Foi uma trama muito bem montada pela direita paraguaia. E quando digo
direita paraguaia, me refiro à oligarquia Vicuna, aos grandes
fazendeiros, me refiro aos donos da terra, os plantadores de soja
transgênica, me refiro às multinacionais, como a Cargil e a Monsanto, e
também aos partidos tradicionais ligados a essas oligarquias. É um caso
muito particular de golpe.
- Mas é possível compará-lo, por exemplo, com o golpe que ocorreu em Honduras?

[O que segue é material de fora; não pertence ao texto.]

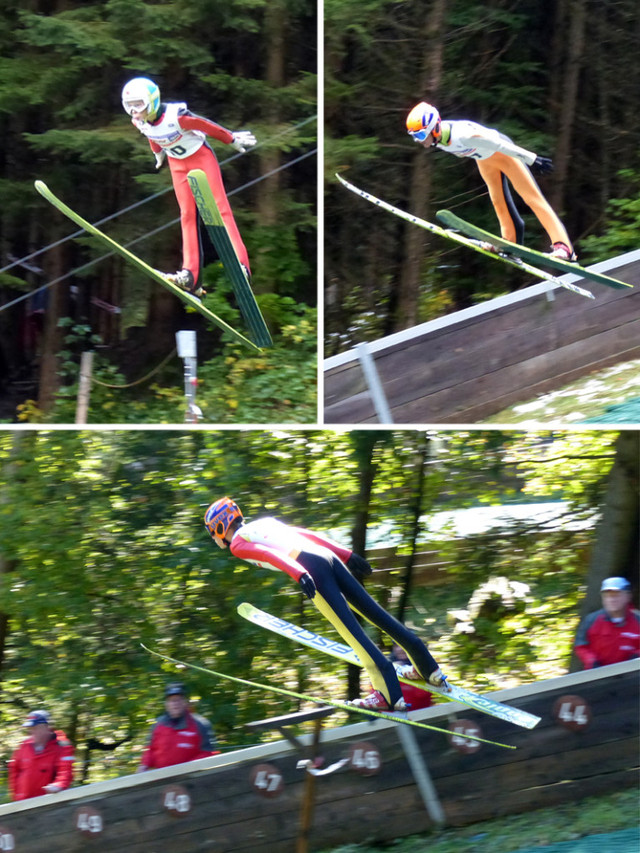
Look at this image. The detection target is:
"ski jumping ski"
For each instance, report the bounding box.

Ao contrário do que muitos dizem, não se pode comparar. Foram golpes
completamente diferentes. Em Honduras, o exército norte-americano
interviu, junto com as tropas hondurenhas. A embaixada americana teve
uma atuação clara. O presidente caiu em sua cama. No Paraguai, tudo foi
articulado via parlamento, que é a instituição mais corrupta do país. No
fundo, é claro, sem aparecer, também estava a embaixada americana. Mas
sua participação se deu através das organizações não governamentais
(ONGs) e dos órgãos de inteligência. Normalmente, um golpe de estado,
como ocorreu em Honduras, se dá com tiroteio, bomba, pólvora, morte. No
Paraguai, não houve tiroteio, não houve pólvora. O que rolou foi muito
dinheiro, muitos dólares.
- E como se comportou a imprensa paraguaia?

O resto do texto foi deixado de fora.